Anne Deysine : On ne peut pas saisir la Cour suprême sans base juridique. Le droit électoral, c'est un droit étatique, chaque État détermine ses règles du jeu. Le vote anticipé, le comptage des votes par correspondance, c'est du droit étatique. Donc, lorsqu'on a un recours, on saisit la juridiction de première instance étatique, le cas échéant la Cour d'appel de l'État et la Cour suprême de l'État. Théoriquement, ça devrait en rester là. Mais on est marqué par ce qui s'est passé en 2000, puisque la Cour suprême a décidé de s’en mêler. C'était un choix, elle n'était pas obligée de le faire et elle a finalement attribué la victoire à George Bush. Là, nous sommes dans une situation différente. Il y a six conservateurs à la Cour Suprême, et c’est ce sur quoi compte Donald Trump. Sauf que le président de la Cour veut éviter ce type de situation. Si les six conservateurs disent que c'est Trump qui a gagné, c'est le chaos dans le pays et c'est la perte de légitimité de la Cour. Pour le moment, le président de la Cour a essayé de faire croire qu'elle n'était que partiellement partisane. Là, ce serait la fin de la légitimité de la Cour.

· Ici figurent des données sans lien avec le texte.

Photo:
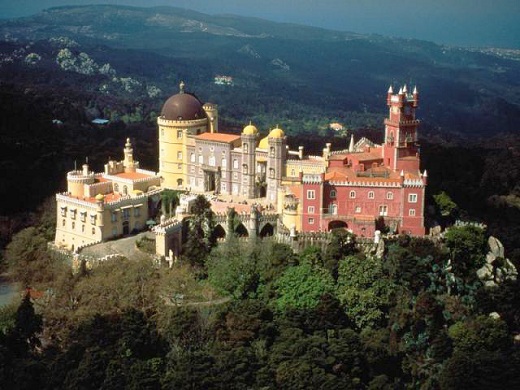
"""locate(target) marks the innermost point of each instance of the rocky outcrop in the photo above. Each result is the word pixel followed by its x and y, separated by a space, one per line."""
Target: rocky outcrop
pixel 497 268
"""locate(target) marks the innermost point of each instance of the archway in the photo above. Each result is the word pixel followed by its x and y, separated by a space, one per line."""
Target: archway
pixel 267 230
pixel 219 232
pixel 241 231
pixel 337 225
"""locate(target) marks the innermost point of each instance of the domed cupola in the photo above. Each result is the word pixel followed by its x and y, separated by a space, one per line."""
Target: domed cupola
pixel 183 107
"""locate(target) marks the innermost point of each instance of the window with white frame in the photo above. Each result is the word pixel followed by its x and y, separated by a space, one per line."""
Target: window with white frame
pixel 412 198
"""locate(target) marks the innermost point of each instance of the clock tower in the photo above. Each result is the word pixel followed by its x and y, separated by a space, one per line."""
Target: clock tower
pixel 400 148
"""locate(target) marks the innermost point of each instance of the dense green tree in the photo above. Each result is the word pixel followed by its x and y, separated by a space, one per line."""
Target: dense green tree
pixel 302 286
pixel 364 290
pixel 201 237
pixel 233 268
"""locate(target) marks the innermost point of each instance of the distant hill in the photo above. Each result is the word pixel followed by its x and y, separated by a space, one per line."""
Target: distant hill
pixel 296 76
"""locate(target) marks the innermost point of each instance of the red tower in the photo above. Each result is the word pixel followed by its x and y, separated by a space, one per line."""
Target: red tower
pixel 400 149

Ce sont des semaines, des mois de bataille juridique qui s’annoncent aux États-Unis ?

Il y a un calendrier. Théoriquement, le 12 décembre, chaque État doit avoir statué sur sa liste de grands électeurs.

On peut penser qu'il va y avoir à peu près un mois de contentieux. Il y a un nombre d'avocats considérables qui sont mobilisés, tant du côté républicain que du côté démocrate. 

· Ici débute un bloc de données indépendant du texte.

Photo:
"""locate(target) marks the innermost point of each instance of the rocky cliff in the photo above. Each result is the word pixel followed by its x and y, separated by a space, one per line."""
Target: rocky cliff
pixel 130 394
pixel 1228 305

Anne Deysine, juriste et américaniste

à franceinfo

Du côté républicain, ils vont essayer de délégitimer un certain nombre de bulletins de façon à ce qu'ils ne soient pas pris en compte. Et les démocrates vont tenter de résister tant bien que mal.

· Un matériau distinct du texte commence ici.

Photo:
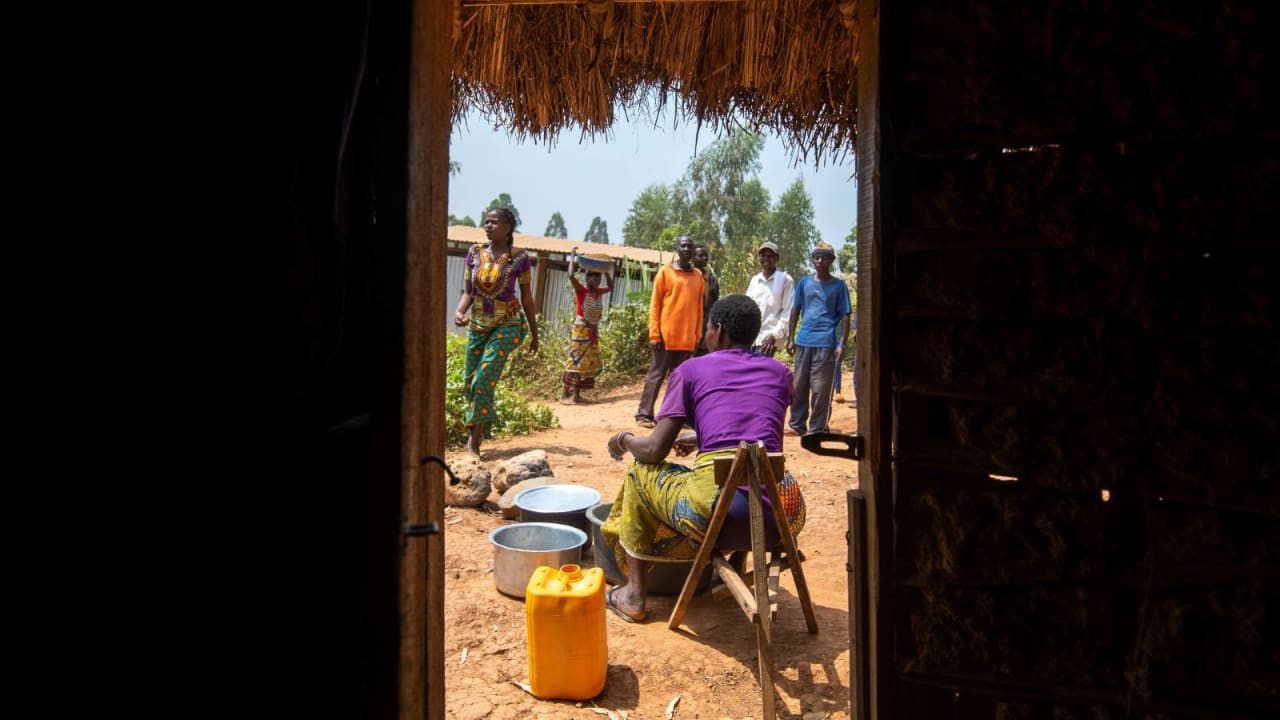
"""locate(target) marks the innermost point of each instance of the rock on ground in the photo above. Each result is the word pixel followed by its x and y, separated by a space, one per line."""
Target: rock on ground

Est-ce qu’il y a véritablement de la fraude, comme le clame Donald Trump ?

C'est un mouvement d'idées républicain.

Cela fait quinze ans qu'ils ont compris que la démographie va contre eux. Par conséquent, s'ils veulent conserver le pouvoir, il leur faut empêcher les démocrates de voter. 

Anne Deysine, juriste et américaniste

à franceinfo

C'est tout ce mouvement qu'on appelle “the voter supression”, où les États qui ont une majorité républicaine adoptent des lois qui réduisent les plages de vote anticipé, qui obligent à avoir une pièce d'identité très difficile à obtenir et qui fait peur aux Africains-Américains, par exemple, etc. L'alibi des républicains, c'est de dire ‘nous prenons des mesures certes un peu restrictives du droit de vote, parce que nous voulons lutter contre la fraude’. Or, les études montrent qu'il n'y a pas de fraude électorale. Il y a de temps en temps une dizaine de cas isolés. On a un taux de 0,002% de fraude, donc la fraude n'existe pas. Mais c'est un alibi commode.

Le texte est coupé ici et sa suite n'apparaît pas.